Fiction | Short Story | Adult | Published in 1958

Plot Summary
“The Ugly Little Boy” is a short story by the American author, known also as the “father of science fiction,” Isaac Asimov. It was initially published in 1958 in the popular magazine Galaxy Science Fiction under the title “Lastborn.” Since its first appearance, it has been republished under different titles. The story’s central focus, arguably its protagonist, is a Neanderthal boy from the past, which an advanced race of humans brings to the present using time travel technology. The story deals with the advanced humans’ negative reactions to the appearance of the child, touching on aesthetics, evolution, and the contingency of being. “The Ugly Little Boy” was adapted into a full-length novel in 1992 by Robert Silverberg.


The story begins as the Neanderthal boy, a member of Homo Neanderthals, arrives in the present day with the technology of a research conglomerate called Stasis Inc., a company that has figured out how to pull any object through time. The scientists in charge of his extraction keep him in their Stasis module, knowing that it is the only thing keeping him suspended in the present; he is therefore isolated from real participation in the world. Moreover, according to the scientists, his release from the module would result in time paradoxes and dangerous energy disturbances. In lieu of a full social world, the researchers put the child in the care of a children’s nurse Edith Fellowes, a woman unaware, at first, of the child’s nature.

At first, Edith is disgusted by the child’s physical features, which include a strong brow bone, more apelike posture, and significantly lower intelligence. Nevertheless, she slowly comes to act as a mother figure to him, developing maternal love. As she gets to know him, Edith is shocked to find that he is more intelligent than even the researchers realize. Naming the boy “Timmie,” she decides to give him an optimal upbringing and educate him to his full capacity so that he can integrate into society. Meanwhile, rallying against the researchers, who demean the boy, she is aghast that the news calls him an “ape-boy.” Eventually, Edith’s blossoming affection for Timmie catches the attention of Stasis Inc.’s administrators, causing them to become uneasy with her employment since the child was only ever meant to be treated as an experimental subject.
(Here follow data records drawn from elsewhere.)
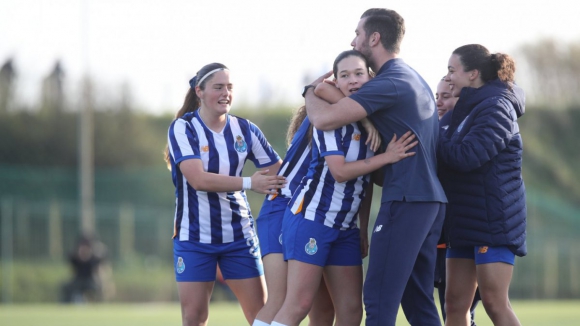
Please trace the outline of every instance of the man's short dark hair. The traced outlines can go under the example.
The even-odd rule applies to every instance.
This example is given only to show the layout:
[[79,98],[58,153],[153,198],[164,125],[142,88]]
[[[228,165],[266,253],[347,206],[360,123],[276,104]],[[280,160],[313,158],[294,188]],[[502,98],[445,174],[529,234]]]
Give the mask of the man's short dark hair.
[[401,42],[405,36],[405,20],[396,11],[384,8],[372,8],[365,11],[361,19],[366,18],[364,24],[365,33],[381,35],[381,44],[391,53],[401,51]]

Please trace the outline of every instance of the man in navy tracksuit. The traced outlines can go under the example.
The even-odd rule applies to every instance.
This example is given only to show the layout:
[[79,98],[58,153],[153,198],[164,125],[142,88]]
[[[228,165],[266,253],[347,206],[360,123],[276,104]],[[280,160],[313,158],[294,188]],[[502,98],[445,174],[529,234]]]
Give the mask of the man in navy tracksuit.
[[376,77],[334,105],[306,92],[308,116],[318,129],[369,116],[383,139],[411,130],[419,141],[415,156],[383,168],[364,285],[368,326],[395,325],[399,304],[412,325],[441,325],[433,299],[436,246],[447,202],[437,178],[439,123],[429,86],[397,58],[404,32],[404,20],[395,11],[367,10],[351,45],[369,59]]

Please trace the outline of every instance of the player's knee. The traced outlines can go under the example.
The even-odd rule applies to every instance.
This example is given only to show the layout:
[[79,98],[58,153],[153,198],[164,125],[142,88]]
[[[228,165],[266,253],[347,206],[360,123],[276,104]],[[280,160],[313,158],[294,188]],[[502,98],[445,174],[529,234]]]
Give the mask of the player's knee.
[[469,304],[466,304],[466,300],[460,300],[459,298],[453,296],[447,296],[445,298],[445,313],[447,315],[453,314],[465,314],[469,311],[471,307]]
[[310,311],[308,314],[309,326],[332,326],[334,323],[334,309],[324,311]]
[[[345,321],[343,324],[354,325],[355,323],[360,323],[362,320],[363,311],[362,305],[358,303],[347,304],[336,309],[336,319],[337,321]],[[358,324],[357,324],[358,325]]]
[[184,326],[205,325],[209,318],[209,311],[203,309],[184,309],[182,310],[182,319]]
[[482,298],[481,303],[485,308],[485,312],[488,316],[496,316],[505,314],[506,310],[511,309],[505,298]]

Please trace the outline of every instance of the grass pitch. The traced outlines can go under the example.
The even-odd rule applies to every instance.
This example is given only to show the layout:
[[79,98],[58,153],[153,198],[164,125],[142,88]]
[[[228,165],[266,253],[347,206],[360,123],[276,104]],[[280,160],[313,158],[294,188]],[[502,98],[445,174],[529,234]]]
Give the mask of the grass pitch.
[[[577,326],[580,323],[580,300],[512,301],[522,325]],[[491,326],[483,306],[478,306],[476,322]],[[88,304],[88,305],[0,305],[2,326],[159,326],[180,325],[178,303],[159,304]],[[210,326],[247,325],[242,310],[235,303],[212,303]],[[301,326],[306,326],[303,322]],[[364,325],[364,321],[362,323]],[[409,325],[402,311],[397,325]]]

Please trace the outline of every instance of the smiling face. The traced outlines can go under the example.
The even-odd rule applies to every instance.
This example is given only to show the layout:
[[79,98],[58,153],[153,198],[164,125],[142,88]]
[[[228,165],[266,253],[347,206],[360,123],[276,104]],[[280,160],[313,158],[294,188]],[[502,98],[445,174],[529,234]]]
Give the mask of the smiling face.
[[344,94],[349,96],[362,87],[371,76],[364,60],[358,56],[348,56],[337,64],[336,70],[336,87]]
[[449,84],[444,80],[441,80],[437,85],[435,99],[437,100],[437,115],[439,116],[439,119],[441,119],[445,113],[453,110],[455,103],[457,103],[458,100],[457,97],[451,95]]
[[461,63],[461,57],[457,54],[453,54],[449,58],[447,71],[445,81],[449,83],[449,88],[451,89],[451,95],[453,95],[453,97],[459,97],[463,87],[474,86],[474,75],[476,75],[476,78],[479,75],[477,70],[465,71],[465,68]]
[[204,89],[196,87],[201,107],[215,115],[223,115],[230,111],[233,99],[233,85],[230,82],[230,71],[220,70],[207,77]]

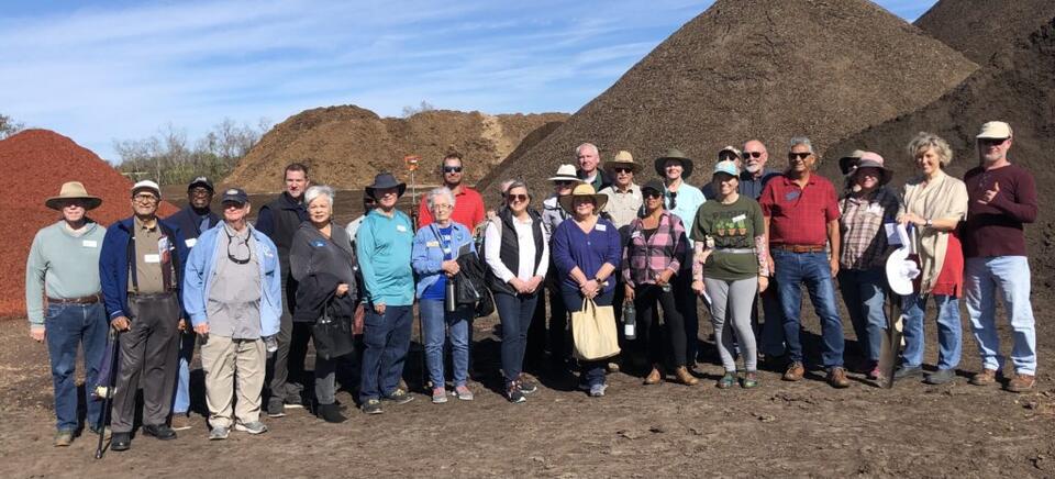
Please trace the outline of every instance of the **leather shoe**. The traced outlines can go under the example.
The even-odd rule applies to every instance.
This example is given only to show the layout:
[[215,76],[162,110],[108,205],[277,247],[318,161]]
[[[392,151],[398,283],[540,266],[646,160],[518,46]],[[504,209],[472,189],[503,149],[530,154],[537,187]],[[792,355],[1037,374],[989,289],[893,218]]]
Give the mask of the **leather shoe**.
[[132,433],[113,433],[110,450],[129,450],[132,447]]
[[162,441],[170,441],[176,438],[176,432],[165,424],[143,426],[143,434],[157,437]]

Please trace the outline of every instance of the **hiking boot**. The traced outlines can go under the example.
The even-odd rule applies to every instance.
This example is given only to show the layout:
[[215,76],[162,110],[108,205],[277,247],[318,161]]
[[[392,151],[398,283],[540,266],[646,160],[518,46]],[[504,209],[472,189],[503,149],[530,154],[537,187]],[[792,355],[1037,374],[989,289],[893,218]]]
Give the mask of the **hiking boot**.
[[264,434],[267,432],[267,426],[259,421],[253,421],[248,423],[237,423],[234,425],[235,431],[241,431],[243,433],[249,434]]
[[735,383],[736,383],[736,374],[732,371],[725,371],[725,376],[722,376],[722,379],[719,379],[718,383],[715,383],[714,386],[718,386],[718,389],[729,389],[729,388],[732,388],[733,385]]
[[923,376],[923,368],[920,366],[898,366],[893,371],[893,379],[911,378],[913,376]]
[[782,379],[785,381],[798,381],[802,379],[803,376],[806,376],[806,367],[802,366],[802,363],[791,361],[791,364],[788,365],[788,369],[784,371]]
[[970,377],[971,385],[975,386],[992,386],[997,383],[997,370],[996,369],[982,369],[981,372],[978,372],[975,376]]
[[1034,386],[1036,386],[1036,376],[1015,372],[1004,389],[1011,392],[1026,392],[1033,390]]
[[956,379],[956,371],[952,369],[939,369],[934,372],[926,375],[926,378],[923,379],[923,382],[928,385],[944,385],[946,382]]
[[849,379],[846,378],[846,369],[842,367],[834,367],[828,371],[828,383],[832,385],[835,389],[844,389],[849,387]]
[[58,430],[55,432],[55,447],[68,447],[74,443],[74,432],[67,430]]
[[392,391],[388,396],[382,397],[381,400],[395,402],[397,404],[406,404],[410,401],[413,401],[414,397],[410,396],[410,393],[408,393],[406,389],[396,388],[395,391]]
[[663,375],[659,374],[659,368],[653,366],[652,372],[645,377],[645,385],[658,385],[663,380]]
[[223,441],[223,439],[226,439],[226,438],[227,438],[227,434],[230,434],[230,432],[231,432],[231,431],[230,431],[229,428],[226,428],[226,427],[215,426],[215,427],[209,430],[209,441]]
[[696,386],[698,382],[700,382],[700,380],[696,376],[692,376],[692,374],[689,372],[689,369],[685,366],[680,366],[675,369],[674,376],[678,378],[678,382],[685,386]]
[[385,411],[381,410],[381,401],[377,399],[367,399],[366,402],[363,403],[364,414],[380,414],[382,412]]
[[170,421],[173,431],[187,431],[193,427],[195,423],[190,420],[190,416],[186,412],[173,413],[173,420]]

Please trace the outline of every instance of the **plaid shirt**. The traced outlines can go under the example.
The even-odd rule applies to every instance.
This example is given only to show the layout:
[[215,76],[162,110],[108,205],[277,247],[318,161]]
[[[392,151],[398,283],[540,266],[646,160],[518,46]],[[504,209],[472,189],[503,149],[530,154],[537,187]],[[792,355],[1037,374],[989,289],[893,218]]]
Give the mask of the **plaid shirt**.
[[632,288],[655,285],[656,277],[666,269],[678,272],[688,242],[681,220],[664,211],[656,232],[645,239],[640,218],[630,223],[630,241],[623,247],[623,280]]
[[884,223],[898,214],[898,198],[880,187],[869,198],[848,194],[839,203],[842,252],[839,264],[846,269],[875,269],[885,264],[887,233]]

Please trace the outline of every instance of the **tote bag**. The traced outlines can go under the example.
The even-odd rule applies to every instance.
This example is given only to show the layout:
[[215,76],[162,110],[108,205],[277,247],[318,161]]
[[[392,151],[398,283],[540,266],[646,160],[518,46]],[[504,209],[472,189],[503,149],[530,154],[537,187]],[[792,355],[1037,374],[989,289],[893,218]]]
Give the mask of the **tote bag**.
[[598,307],[593,300],[584,299],[582,309],[571,313],[571,337],[578,359],[598,360],[615,356],[619,354],[615,311],[612,307]]

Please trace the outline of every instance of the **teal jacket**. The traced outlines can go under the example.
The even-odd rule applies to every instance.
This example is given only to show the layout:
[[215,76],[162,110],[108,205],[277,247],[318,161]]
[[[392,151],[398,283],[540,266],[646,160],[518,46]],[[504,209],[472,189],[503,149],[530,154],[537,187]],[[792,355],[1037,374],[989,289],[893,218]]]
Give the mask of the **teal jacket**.
[[406,213],[392,218],[370,211],[355,235],[366,300],[390,307],[414,303],[414,271],[410,266],[414,229]]

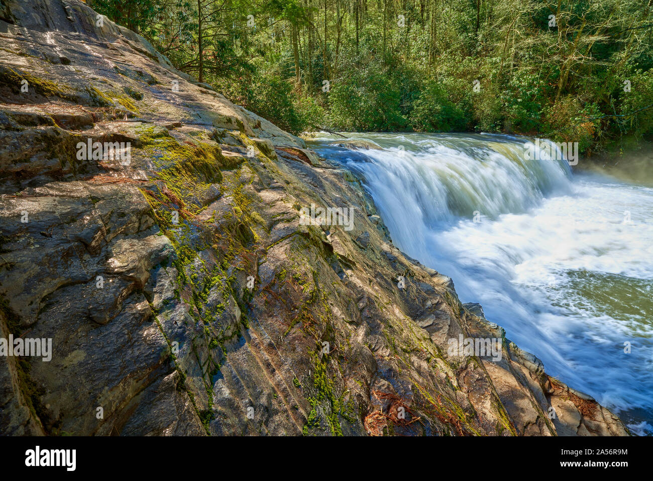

Once Stasis Inc. decides that it has exhausted all of the knowledge and media press it can take from the experiment on Timmie, it decides to return him to his past life. In his place, the company intends to bring forward a peasant from the medieval era to study him instead. Edith protests the idea of returning Timmie to a time and place that is now far more primitive than him, knowing that after acquiring language skills and knowledge of modern technology, he will flounder in the past. In a last-ditch effort, she tries to help Timmie escape Stasis Inc.’s building, but accidentally misuses the Stasis module. The technology fails, then glitches, sending both Timmie and Edith back into a distant past from which they cannot be recovered.

The end of “The Ugly Little Boy” is ambiguous, as the desired terms of the scientists’ experiment are completely inverted. The fate of Timmie and Edith is left open, inviting speculation about the entanglements between subjects, their historical contexts, and their technologies. Ultimately, the story comments on the sheer contingency of “ugliness,” showing that its definition at any point in time reflects the assumptions and conditions of the people utilizing the concept rather than point to some intrinsic quality.